The next diabetes breakthrough

For 99.9 per cent of human history, diabetes was a fatal disease. That’s why Frederick Banting and Charles Best’s discovery of insulin, in 1921 at the University of Toronto, was absolutely revolutionary.

For U of T scientists, it was also incredibly inspiring. And a group of young diabetes researchers now hope to make a bold new step forward.

Pharmacy professor Shirley Wu, post-doctoral researcher Amin GhavamiNejad and PhD student Brian Lu are tackling a dangerous problem that people with diabetes still face: episodes of hypoglycemia. Once symptoms begin, ranging from shaking and confusion to seizures or even comas, patients can quickly become unable to get help or administer their emergency treatments.

Enter the team’s painless microneedle patch, the only one of its kind that both checks on blood sugar levels… and responds.

The patch is made of 100 miniature needles, each containing both the pancreatic hormone glucagon, and a microgel. When blood sugar levels are normal, the microgel creates a block that keeps the glucagon within the patch. But when blood sugar levels fall, the block breaks and the glucagon is released into the bloodstream.
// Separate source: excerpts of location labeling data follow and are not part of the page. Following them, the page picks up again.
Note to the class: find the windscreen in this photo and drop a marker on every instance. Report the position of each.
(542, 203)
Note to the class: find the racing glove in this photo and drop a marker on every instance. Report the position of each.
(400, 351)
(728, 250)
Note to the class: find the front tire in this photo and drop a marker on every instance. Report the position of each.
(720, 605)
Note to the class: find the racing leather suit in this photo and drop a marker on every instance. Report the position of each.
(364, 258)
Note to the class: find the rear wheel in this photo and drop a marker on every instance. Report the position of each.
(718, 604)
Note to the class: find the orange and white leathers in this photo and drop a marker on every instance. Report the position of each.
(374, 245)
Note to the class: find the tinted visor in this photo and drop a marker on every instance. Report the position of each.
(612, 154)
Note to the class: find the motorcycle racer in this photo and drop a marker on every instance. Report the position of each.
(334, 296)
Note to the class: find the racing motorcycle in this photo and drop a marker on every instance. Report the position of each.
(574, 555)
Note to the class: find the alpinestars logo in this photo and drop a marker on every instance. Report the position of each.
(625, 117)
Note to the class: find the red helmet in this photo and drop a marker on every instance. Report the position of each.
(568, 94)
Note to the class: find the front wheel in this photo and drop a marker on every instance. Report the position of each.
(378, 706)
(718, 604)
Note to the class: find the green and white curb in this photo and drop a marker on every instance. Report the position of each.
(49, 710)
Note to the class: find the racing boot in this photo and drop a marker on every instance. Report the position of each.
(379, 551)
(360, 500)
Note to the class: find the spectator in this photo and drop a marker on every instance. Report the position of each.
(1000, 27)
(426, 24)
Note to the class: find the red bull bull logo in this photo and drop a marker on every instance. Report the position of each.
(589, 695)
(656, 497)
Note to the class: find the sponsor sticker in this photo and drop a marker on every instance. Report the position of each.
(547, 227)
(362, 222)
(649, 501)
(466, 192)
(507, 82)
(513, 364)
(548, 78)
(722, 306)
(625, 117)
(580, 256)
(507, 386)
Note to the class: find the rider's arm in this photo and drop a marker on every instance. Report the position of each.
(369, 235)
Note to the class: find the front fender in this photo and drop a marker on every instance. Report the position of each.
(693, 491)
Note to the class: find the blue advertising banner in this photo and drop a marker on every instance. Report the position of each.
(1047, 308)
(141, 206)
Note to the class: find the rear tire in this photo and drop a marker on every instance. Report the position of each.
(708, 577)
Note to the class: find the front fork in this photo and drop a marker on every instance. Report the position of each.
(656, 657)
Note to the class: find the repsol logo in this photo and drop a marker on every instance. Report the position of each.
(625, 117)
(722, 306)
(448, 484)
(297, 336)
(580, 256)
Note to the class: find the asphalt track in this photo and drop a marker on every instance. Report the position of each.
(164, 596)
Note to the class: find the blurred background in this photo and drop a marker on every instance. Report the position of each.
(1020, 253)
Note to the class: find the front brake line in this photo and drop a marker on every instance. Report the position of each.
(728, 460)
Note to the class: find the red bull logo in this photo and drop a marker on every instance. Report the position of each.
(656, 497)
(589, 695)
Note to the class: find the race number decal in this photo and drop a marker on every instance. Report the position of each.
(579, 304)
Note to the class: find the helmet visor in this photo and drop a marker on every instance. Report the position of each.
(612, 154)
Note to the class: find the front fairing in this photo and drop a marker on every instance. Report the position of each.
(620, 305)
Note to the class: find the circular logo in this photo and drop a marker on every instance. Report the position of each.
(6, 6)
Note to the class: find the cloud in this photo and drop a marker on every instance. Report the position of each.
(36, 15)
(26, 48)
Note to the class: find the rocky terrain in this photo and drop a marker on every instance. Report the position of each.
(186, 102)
The microgel system is a bio-engineering feat, given that glucagon is highly unstable. The team is excited to move forward with its safety and viability tests, followed in a few years by clinical trials.
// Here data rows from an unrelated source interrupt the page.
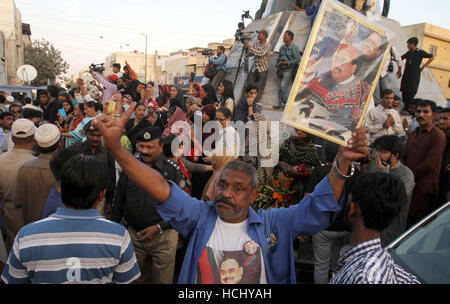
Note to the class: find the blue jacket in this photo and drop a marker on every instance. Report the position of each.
(220, 62)
(274, 230)
(312, 10)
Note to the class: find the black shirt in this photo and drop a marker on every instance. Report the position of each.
(411, 76)
(136, 206)
(318, 174)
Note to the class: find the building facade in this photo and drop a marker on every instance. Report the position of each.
(137, 62)
(14, 35)
(435, 40)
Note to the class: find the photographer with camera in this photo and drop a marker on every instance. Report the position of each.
(386, 72)
(109, 84)
(239, 31)
(261, 52)
(220, 67)
(287, 64)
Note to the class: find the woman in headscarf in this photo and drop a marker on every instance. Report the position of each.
(177, 102)
(218, 163)
(71, 124)
(200, 180)
(186, 166)
(208, 114)
(208, 94)
(160, 120)
(247, 106)
(195, 90)
(127, 100)
(132, 89)
(162, 98)
(265, 174)
(226, 92)
(174, 115)
(136, 124)
(176, 91)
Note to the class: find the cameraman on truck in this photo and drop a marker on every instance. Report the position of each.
(261, 52)
(220, 67)
(287, 64)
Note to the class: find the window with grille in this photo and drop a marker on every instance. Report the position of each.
(433, 50)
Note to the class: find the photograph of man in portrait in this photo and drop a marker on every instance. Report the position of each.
(338, 74)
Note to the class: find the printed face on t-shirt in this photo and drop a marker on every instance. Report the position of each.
(230, 272)
(234, 196)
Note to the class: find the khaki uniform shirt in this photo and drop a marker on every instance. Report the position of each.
(35, 181)
(10, 163)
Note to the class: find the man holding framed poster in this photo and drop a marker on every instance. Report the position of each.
(338, 74)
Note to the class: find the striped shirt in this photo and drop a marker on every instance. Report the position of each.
(261, 52)
(72, 247)
(368, 263)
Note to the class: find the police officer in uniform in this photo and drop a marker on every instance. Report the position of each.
(155, 242)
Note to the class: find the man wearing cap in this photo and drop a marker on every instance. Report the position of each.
(261, 52)
(53, 106)
(109, 85)
(153, 239)
(116, 70)
(35, 179)
(6, 121)
(93, 146)
(22, 134)
(16, 109)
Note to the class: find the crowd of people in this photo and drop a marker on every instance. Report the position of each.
(106, 182)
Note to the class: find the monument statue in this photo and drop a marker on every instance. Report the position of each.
(271, 7)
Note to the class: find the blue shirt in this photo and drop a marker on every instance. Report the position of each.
(312, 10)
(54, 201)
(368, 263)
(72, 246)
(220, 62)
(274, 230)
(289, 54)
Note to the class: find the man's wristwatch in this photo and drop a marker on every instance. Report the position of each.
(340, 174)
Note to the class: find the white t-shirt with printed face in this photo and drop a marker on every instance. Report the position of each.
(231, 257)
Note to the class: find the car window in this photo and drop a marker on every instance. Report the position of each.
(426, 252)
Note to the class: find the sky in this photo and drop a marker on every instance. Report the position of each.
(87, 31)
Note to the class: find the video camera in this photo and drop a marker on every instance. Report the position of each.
(244, 36)
(98, 67)
(208, 52)
(246, 15)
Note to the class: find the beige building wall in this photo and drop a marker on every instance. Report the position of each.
(436, 40)
(14, 41)
(137, 62)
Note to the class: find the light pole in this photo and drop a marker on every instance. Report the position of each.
(145, 56)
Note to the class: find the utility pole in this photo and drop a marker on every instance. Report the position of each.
(145, 56)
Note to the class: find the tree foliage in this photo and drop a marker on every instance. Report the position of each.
(46, 59)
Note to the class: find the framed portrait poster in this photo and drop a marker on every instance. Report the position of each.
(338, 74)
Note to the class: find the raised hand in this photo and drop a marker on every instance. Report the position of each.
(358, 147)
(112, 129)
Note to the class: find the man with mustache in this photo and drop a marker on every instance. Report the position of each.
(423, 155)
(154, 240)
(230, 224)
(343, 94)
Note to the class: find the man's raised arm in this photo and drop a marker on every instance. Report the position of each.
(357, 149)
(145, 177)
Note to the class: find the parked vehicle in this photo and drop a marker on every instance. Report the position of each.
(424, 250)
(15, 91)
This innovation is just one example of the U of T ingenuity that rippled outward from the inspiring discovery of insulin. Thank you for your gift to support the University’s Banting and Best Diabetes Centre—and innovations that save lives today and in the future.

The next heart treatment breakthrough

Heart health innovation at the University of Toronto reaches back decades. In 1935, Charles Best first purified the anticoagulant heparin, opening the door to heart surgeries. In 1961, James Till and Ernest McCulloch discovered stem cells and in 2013, Milica Radisic successfully turned them into mature cardiac cells.

Now, building on their predecessors’ work, biomedical engineering professor Paul Santerre and a team of young researchers are creating a way to teach damaged heart cells to self-repair.

When someone has a heart attack, the heart’s tissues are starved of oxygen. Even after life-saving treatments such as stents or bypass surgery, the heart remains permanently injured.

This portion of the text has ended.